From a topic map/subject identity perspective, the problem is accepting implied subject identities and therefore implied properties and associations.
Being “implied” and not “explicit,” the interaction of subjects can change when someone, perhaps a hacker (or a fat-fingered user), supplies values that fall within the range of implied subject identities, properties, or associations.
Implied subject identities, properties, or associations, in code or data, reside in the minds of programmers, making detection well nigh impossible. At least prior to some hacker discovering an implied subject identity, property or association.
Avoiding implied subject identities, properties and associations will require work, loathsome to all programmers, but making subject identities explicit, enumerating their properties and allowed associations, in code and data, is a countable activity.

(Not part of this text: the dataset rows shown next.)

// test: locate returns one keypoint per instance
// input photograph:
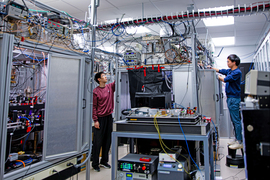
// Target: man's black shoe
(96, 169)
(106, 165)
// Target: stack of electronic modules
(169, 165)
(168, 120)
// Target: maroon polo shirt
(103, 101)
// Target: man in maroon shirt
(103, 105)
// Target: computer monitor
(257, 83)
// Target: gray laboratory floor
(227, 173)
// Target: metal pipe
(93, 21)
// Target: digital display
(126, 166)
(167, 165)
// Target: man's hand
(96, 124)
(221, 78)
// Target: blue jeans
(233, 106)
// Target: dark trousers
(102, 138)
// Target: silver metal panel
(6, 47)
(86, 122)
(182, 86)
(63, 106)
(226, 127)
(209, 95)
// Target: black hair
(98, 75)
(234, 58)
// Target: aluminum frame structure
(83, 128)
(262, 56)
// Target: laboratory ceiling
(247, 29)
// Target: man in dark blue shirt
(233, 91)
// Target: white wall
(245, 53)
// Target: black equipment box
(256, 126)
(173, 170)
(138, 163)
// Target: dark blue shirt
(232, 80)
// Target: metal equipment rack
(207, 146)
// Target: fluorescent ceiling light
(222, 8)
(219, 21)
(137, 30)
(224, 41)
(114, 20)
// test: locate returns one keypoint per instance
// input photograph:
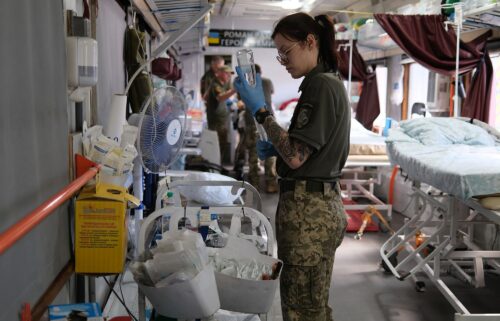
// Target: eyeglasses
(282, 57)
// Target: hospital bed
(367, 155)
(453, 163)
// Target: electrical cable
(120, 299)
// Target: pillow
(209, 195)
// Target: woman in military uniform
(310, 220)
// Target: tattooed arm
(293, 151)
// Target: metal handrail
(30, 221)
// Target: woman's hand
(265, 149)
(252, 96)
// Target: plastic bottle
(247, 65)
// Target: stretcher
(439, 239)
(361, 172)
(242, 221)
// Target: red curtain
(425, 39)
(368, 106)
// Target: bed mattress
(450, 154)
(365, 142)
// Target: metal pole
(351, 43)
(458, 22)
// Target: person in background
(209, 76)
(247, 144)
(270, 162)
(310, 219)
(217, 111)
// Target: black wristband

Having made subject identities explicit, capturing those results in code based on those explicit subject identities more robust. You won’t be piling implied subject identities on top of implied subject identities, or in plainer English, you won’t be writing cybersecurity software.
PS: Using a subject identity discipline does not mean you must document all of your code using XTM. You could but DSLs designed for your code/data may be more efficient.